KASCO, LLC, a St. Louis company which manufactures and sells butcher supplies and meat processing equipment, has agreed to pay $110,000 and furnish other relief to settle an employment discrimination lawsuit filed by the U.S. Equal Employment Opportunity Commission (EEOC). The EEOC had charged KASCO with discrimination based on national origin and religion, as well as unlawful retaliation.
The EEOC filed suit against the company in August 2016, charging that KASCO had violated federal law by discriminating against an employee, Latifa Sidiqi, because of her adherence to Islam and her Afghan descent, and then firing her for complaining about it. When Sidiqi was written up for a job performance issue - an admonition she thought unjustified -- during the Muslim holy month of Ramadan, she submitted a written rebuttal to human resources, pursuant to company policy. In that rebuttal, she wrote that the write-up had "everything to do with [her] coming from a Muslim background." Within three weeks of this rebuttal, Sidiqi was terminated for allegedly "falsifying time records." Sidiqi claimed, and the EEOC agreed, that this "time record" issue was pretextual, since other employees used "flex time" in the same manner Sidiqi did, but only she was fired for it.

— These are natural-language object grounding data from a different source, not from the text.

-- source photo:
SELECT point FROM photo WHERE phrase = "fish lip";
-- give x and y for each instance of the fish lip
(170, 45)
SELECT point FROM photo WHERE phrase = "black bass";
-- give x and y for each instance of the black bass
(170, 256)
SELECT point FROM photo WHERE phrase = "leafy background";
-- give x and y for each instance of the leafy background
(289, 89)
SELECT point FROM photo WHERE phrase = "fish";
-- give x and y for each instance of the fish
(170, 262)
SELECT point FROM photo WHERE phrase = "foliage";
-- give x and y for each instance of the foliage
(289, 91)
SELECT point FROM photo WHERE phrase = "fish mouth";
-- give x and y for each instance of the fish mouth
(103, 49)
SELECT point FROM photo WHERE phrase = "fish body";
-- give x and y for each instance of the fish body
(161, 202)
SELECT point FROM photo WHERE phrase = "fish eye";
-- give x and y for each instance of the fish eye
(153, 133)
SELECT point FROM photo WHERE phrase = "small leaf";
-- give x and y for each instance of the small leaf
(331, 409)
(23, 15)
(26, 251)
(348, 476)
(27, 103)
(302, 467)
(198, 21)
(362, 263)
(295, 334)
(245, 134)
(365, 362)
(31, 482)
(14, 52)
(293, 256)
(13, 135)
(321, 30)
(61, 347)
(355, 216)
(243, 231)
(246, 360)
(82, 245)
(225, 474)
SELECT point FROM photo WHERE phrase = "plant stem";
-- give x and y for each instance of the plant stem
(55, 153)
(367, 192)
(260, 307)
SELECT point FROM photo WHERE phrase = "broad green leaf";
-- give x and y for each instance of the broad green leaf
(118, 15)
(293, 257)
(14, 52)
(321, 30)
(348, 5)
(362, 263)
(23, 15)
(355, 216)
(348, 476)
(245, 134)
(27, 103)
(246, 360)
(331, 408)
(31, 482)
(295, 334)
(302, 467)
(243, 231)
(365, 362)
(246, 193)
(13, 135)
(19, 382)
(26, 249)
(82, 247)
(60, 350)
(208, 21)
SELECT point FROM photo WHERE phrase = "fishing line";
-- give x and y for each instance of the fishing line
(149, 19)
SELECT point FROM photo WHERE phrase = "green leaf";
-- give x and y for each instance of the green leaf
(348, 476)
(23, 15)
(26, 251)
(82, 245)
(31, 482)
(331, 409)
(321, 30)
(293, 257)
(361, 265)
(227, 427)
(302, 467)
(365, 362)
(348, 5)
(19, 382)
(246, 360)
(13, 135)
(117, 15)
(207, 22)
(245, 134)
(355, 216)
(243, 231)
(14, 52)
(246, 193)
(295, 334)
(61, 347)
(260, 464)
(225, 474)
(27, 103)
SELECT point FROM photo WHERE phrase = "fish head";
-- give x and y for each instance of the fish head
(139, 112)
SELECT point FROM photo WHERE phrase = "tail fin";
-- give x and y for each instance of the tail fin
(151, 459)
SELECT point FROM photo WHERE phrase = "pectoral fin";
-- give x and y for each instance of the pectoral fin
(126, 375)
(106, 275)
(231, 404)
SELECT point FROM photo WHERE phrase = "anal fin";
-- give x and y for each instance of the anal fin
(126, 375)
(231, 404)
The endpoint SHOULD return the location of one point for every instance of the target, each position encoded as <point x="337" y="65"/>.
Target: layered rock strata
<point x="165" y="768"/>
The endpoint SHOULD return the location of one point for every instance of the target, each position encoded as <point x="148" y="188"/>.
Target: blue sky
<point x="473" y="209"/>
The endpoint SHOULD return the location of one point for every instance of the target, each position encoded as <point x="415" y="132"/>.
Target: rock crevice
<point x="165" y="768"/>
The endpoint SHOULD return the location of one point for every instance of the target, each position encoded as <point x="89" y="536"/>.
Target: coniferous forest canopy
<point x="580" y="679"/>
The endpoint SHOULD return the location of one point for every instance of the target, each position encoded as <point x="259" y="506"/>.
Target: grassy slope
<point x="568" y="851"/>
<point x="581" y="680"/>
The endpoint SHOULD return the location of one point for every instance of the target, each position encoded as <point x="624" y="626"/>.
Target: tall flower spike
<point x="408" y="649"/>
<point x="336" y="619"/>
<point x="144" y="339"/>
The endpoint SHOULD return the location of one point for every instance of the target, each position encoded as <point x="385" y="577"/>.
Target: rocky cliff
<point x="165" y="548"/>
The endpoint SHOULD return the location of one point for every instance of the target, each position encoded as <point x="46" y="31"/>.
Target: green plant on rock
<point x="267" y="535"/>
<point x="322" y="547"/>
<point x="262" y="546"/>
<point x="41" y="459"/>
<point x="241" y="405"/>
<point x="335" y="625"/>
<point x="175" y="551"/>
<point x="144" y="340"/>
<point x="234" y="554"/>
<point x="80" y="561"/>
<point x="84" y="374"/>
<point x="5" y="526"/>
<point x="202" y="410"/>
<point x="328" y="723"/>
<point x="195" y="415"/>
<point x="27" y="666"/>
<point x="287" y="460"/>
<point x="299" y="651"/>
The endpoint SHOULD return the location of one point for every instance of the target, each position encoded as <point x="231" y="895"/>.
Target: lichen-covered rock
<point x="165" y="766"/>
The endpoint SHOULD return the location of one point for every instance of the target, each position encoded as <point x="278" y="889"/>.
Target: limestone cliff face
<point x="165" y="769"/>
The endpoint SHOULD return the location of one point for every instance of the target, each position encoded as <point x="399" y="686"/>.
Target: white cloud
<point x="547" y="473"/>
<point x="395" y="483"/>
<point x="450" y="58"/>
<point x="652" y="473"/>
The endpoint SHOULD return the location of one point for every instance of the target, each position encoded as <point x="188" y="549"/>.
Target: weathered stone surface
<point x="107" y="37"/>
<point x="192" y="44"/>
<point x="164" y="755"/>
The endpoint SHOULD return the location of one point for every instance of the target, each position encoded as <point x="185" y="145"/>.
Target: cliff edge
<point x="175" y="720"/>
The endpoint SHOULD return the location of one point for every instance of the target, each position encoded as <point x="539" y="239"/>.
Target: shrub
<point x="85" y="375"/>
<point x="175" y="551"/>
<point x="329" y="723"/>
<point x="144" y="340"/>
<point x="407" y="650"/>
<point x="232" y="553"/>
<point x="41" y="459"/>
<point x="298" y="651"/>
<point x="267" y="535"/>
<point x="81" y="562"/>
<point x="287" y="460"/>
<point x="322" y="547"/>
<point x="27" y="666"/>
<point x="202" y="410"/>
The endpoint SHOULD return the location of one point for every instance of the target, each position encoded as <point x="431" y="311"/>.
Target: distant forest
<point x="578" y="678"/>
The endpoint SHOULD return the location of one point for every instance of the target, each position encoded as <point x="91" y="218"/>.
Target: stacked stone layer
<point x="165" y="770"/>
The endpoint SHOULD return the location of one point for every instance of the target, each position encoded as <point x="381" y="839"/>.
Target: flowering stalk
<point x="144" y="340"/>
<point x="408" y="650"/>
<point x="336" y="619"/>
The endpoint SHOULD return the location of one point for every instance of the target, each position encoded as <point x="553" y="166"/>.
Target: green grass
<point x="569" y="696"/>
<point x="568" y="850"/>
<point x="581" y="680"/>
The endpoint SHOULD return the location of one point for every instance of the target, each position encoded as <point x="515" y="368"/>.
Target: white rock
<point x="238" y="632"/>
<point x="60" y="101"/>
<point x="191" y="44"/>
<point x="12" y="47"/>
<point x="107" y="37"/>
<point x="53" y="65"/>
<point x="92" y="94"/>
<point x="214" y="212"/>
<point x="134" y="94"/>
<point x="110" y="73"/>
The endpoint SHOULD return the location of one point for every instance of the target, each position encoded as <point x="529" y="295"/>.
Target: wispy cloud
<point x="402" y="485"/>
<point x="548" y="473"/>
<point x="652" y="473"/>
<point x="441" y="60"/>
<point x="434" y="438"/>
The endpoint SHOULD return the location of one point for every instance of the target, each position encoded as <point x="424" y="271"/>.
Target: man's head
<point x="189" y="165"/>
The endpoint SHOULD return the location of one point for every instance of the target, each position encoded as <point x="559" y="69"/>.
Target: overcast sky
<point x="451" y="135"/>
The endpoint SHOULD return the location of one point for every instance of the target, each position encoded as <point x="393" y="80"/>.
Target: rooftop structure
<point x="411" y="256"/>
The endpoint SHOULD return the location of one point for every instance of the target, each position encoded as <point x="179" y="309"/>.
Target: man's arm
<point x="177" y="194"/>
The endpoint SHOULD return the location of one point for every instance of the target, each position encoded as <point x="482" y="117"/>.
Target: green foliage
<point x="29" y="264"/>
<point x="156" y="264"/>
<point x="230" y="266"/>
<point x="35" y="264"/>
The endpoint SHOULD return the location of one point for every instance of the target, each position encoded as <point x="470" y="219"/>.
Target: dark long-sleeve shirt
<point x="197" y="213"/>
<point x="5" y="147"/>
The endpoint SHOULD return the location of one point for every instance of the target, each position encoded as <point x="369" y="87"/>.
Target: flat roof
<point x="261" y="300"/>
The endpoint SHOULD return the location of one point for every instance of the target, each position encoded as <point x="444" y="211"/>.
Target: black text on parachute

Such alleged conduct violates Title VII of the Civil Rights Act of 1964, which prohibits discrimination on the basis of race, color, religion, sex and national origin, as well as forbids retaliation against applicants or employees who complain about such discrimination. The EEOC filed its lawsuit in U.S. District Court for the Eastern District of Missouri in St. Louis (Equal Employment Opportunity Commission v. KASCO, LLC, Civil Action No. 4:16-cv-1333), after first attempting to reach a pre-litigation settlement through its conciliation process.
In addition to the $110,000 in monetary relief, the three-year consent decree signed by Judge Rodney W. Sippel enjoins KASCO from violating Title VII in the future. KASCO also agreed to revise its anti-discrimination policies, and to provide annual anti-discrimination training to supervisory or management-level employees. The company will also report to the EEOC on how it handles any complaints of discrimination and post a notice regarding the settlement.